Smokeless tobacco companies also tapped into the youth market. U.S. Smokeless Tobacco used its Skoal line to allure young boys. A 1985 internal memo explained, "Skoal Bandits is the introductory product and then we look towards establishing a normal graduation process." This "graduation process" being that the user will want dip with more nicotine so they will begin using Copenhagen or a similar product. In 1993, U.S. Smokeless Tobacco introduced cherry flavored Skoal. One executive said, "Cherry Skoal is for somebody who likes the taste of candy, if you know what I'm saying." Of course, he was saying that Cherry Skoal was aimed at kids.

Chewing tobacco companies advertised heavily at rodeos. This was mostly in western states such as Montana, Idaho, Wyoming and the Dakotas. These tobacco companies were even giving away free chew to young boys.

Tobacco's most successful ad campaigns were the Marlboro Man and Joe Camel. When 1950s research revealed that boys become smokers to look mature and independent, Philip Morris thought of a campaign to turn teenage boys onto Marlboro.

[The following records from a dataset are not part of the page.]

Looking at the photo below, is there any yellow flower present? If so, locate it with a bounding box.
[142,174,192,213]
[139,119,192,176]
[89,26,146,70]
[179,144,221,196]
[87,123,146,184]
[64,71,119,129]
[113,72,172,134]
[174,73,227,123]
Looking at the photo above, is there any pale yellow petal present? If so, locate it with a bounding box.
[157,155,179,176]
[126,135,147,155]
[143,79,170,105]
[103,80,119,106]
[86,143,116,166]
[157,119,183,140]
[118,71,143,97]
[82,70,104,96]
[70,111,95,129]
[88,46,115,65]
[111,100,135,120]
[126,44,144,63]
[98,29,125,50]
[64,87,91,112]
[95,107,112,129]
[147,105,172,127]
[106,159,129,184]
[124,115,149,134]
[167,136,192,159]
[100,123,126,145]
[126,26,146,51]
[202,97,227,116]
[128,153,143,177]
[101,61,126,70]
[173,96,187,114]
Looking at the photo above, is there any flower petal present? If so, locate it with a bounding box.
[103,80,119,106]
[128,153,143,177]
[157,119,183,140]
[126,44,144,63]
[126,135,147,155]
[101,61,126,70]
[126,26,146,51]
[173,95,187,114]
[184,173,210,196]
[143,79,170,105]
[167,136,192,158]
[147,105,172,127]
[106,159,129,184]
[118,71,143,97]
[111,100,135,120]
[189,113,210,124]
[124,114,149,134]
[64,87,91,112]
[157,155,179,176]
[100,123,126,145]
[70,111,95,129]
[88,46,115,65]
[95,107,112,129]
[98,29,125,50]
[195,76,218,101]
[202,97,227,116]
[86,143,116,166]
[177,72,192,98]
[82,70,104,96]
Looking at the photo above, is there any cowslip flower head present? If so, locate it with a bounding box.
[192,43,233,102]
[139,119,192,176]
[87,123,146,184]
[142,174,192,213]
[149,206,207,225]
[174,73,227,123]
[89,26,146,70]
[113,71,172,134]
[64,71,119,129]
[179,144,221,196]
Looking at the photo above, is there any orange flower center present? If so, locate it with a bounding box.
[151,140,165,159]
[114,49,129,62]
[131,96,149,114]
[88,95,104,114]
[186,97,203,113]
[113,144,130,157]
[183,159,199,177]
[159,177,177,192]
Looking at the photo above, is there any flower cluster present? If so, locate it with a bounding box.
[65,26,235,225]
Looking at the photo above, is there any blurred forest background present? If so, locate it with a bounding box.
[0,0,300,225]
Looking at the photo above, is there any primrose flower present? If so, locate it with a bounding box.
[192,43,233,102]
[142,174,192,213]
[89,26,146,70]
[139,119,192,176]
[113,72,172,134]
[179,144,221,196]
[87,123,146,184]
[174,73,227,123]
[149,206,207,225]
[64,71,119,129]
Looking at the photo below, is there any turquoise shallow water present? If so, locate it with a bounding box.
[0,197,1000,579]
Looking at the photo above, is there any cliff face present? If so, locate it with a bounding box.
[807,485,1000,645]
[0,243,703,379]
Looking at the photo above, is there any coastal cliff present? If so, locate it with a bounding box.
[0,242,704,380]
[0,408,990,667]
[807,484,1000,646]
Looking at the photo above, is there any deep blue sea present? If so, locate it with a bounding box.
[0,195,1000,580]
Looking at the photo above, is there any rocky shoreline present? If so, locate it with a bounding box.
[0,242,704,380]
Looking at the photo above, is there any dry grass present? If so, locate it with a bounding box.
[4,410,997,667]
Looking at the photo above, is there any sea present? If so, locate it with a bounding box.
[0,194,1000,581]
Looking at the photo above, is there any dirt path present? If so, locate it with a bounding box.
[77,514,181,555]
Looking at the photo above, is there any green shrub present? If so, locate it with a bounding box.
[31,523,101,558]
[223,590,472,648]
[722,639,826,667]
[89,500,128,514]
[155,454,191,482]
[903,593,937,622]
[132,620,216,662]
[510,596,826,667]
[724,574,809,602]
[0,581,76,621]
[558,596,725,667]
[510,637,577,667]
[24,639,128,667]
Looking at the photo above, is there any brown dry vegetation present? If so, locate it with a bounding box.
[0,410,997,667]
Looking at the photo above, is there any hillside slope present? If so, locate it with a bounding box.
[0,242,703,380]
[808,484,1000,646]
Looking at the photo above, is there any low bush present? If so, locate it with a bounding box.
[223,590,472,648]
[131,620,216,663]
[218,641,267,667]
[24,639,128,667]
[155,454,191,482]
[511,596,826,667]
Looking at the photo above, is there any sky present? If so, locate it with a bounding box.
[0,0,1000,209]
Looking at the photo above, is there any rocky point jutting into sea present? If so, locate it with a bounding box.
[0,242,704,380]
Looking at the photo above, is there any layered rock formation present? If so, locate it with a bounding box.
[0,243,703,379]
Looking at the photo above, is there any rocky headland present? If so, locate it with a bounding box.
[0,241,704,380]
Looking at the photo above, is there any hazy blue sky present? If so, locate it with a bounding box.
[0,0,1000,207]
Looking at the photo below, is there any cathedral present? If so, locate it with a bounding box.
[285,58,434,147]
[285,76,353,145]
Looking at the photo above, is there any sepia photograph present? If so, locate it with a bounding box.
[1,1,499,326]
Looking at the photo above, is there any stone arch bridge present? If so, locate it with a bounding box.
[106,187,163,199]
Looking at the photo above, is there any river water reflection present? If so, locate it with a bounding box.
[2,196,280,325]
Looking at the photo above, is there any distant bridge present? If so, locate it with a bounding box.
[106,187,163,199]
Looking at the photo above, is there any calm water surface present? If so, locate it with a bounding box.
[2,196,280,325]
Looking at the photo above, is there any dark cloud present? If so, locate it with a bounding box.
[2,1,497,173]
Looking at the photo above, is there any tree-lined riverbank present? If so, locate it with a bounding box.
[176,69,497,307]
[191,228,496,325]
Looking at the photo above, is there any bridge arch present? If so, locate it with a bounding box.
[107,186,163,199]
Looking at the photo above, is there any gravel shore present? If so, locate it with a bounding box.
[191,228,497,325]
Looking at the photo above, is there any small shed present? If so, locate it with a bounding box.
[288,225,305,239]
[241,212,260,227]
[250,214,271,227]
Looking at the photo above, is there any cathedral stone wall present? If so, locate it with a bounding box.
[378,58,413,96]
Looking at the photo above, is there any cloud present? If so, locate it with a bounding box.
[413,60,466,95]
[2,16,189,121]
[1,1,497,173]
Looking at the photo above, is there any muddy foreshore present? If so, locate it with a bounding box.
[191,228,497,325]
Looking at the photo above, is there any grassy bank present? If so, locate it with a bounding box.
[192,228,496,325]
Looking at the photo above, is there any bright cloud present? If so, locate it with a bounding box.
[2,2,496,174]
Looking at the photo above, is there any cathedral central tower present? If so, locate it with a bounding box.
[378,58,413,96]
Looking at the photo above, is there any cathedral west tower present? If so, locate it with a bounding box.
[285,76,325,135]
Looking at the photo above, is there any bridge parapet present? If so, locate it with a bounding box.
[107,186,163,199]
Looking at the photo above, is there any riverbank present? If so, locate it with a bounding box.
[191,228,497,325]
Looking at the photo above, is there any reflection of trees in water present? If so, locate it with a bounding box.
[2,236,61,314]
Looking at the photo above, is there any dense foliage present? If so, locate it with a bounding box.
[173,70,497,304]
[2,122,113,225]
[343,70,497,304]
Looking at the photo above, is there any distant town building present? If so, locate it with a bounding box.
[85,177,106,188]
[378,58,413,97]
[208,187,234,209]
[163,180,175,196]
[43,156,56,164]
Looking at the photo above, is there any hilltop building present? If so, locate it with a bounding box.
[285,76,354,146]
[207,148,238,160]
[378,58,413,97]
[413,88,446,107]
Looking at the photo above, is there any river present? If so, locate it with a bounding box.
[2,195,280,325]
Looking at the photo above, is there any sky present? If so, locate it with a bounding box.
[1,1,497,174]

The Marlboro Man was the result of this idea.

The Marlboro Man was a rugged, independent individual. The ad was the most successful and longest running campaign in tobacco history. The Marlboro Man made Marlboro the world's largest-selling cigarette, capturing 26.5% of the market.

After the Marlboro Man helped Philip Morris dominate the cigarette industry, R.J. Reynolds began their own youth ad campaign. In February 1988, Joe Camel came on the scene. Joe Camel was a yellow-brown cartoon camel. Thanks to the Joe Camel campaign, Camel went from having 3% of the cigarette market to 13%. To no surprise, Camel was very popular among youth, attaining 33% of the teen smoking market. Camel was particularly popular with very young youth; those aged twelve, thirteen and fourteen.

Another marketing scheme tobacco companies have used (especially toward young people) is being affiliated with sports. Tobacco companies were the first group to create baseball cards.

In 1971, Congress signed law that banned television ads for all tobacco products. However, tobacco companies found another way to get their name on television. They began sponsoring sporting events.

Winston began sponsoring NASCAR's premier series, the Cup series. It was known as the Winston Cup from 1971 to 2003. Skoal was also a major sponsor of NASCAR. Skoal sponsored one of NASCAR's most popular drivers, Harry Gant in the 1980s and 1990s. Gant was nicknamed "The Bandit" after Skoal Bandits dip. Between 1995 and 1999, motor racing received the most sponsorship money with more than $208 million as auto racing is very popular in the southeast. The tobacco plant is mostly grown in the southeast and the southeast has the highest number of tobacco users in the United States.

Virginia Slims became synonymous with women's tennis as they sponsored many women's tennis tournaments. Other major tobacco sponsorships included rodeos, golf and billiards. One tobacco company donated three million dollars to complete the construction of a college football stadium.

Some tobacco companies came up with very clever marketing ideas during sports games. Philip Morris used billboard space in very high TV viewing areas. They placed Marlboro ads behind the goal posts in football stadiums and over the team entrances to the field.

On April 1, 1970 President Richard Nixon signed legislation officially banning tobacco ads on radio and television ads on radio and television. The law went into effect in 1971. In March 2010, the Food & Drug Administration (FDA) prohibited tobacco sponsorship in all sports, entertainment, social and cultural events.